As a result of this, protocols can also be expanded or adjusted. Taylor et al. used video recordings to create specific time goals for key steps in trauma resuscitation to reduce the total amount of time spent in the trauma bay. Plan-Do-Study-Act cycles were used to define time goals in order to improve quality (13). Aydon et al. (14) assessed leadership and handover during the first hour after admission to the NICU, which resulted in implementation of extra guidelines for handover. Furthermore, video recordings have been used to evaluate the rate of compliance to the use of protective clothing and accessories to prevent exposure to blood or body fluids (2).
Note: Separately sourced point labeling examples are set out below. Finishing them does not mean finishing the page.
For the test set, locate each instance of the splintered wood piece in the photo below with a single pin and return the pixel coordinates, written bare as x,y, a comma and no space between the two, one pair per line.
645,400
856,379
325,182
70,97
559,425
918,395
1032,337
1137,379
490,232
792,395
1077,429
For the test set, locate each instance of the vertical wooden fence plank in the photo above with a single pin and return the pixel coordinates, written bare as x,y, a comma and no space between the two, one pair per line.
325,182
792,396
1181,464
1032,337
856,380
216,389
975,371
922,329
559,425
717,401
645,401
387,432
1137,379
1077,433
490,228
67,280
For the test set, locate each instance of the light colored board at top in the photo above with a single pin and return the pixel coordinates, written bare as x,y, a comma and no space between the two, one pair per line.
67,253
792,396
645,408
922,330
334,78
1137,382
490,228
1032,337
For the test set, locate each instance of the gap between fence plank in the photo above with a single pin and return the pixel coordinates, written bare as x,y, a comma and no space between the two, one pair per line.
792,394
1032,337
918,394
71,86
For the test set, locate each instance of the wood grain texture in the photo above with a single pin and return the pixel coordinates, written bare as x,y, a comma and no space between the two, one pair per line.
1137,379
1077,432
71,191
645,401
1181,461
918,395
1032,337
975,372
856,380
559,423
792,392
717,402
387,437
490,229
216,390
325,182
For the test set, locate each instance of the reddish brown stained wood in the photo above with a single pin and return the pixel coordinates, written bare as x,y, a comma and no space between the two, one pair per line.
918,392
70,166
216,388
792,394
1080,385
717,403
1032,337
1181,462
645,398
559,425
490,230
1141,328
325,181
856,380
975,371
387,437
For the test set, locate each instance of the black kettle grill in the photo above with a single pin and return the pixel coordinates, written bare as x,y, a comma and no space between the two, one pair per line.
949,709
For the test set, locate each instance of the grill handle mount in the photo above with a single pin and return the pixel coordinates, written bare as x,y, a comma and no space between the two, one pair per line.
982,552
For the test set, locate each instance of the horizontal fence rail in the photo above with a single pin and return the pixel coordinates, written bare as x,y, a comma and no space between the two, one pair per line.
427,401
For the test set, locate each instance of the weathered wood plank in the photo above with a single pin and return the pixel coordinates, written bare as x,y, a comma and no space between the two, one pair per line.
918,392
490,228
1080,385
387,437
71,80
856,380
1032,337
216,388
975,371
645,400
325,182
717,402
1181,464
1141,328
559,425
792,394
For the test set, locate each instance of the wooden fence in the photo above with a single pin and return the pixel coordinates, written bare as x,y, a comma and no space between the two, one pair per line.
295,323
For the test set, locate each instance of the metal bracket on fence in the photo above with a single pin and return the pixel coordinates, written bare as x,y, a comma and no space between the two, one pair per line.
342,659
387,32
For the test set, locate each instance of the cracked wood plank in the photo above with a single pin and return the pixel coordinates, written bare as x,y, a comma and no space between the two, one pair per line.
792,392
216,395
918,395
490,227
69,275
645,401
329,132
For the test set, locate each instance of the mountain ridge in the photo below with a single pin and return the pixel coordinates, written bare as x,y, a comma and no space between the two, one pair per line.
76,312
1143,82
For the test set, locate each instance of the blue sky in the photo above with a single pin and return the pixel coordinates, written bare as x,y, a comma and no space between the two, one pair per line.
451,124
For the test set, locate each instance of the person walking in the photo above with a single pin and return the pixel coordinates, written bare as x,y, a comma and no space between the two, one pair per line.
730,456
Even differences between centers in various countries, with their own local guidelines, can be made visible by assessing video recordings (15).

Non-technical skills

Guidelines focus mainly on technical aspects of care. However, it is also important to include non-technical aspects for a good quality of care. Studies show non-technical aspects, like communication, leadership and teamwork, can be assessed well with video recordings (12, 1619). Williams et al. (20) used the Crew Resource Model from the aviation industry to study the relationship between teamwork behaviors and errors using video recordings. They observed that more vigilant teams committed fewer errors. Nadler et al. (21) used video recordings of neonatal resuscitations and scored them on teamwork, guideline adherence and temporal control of the resuscitation procedure.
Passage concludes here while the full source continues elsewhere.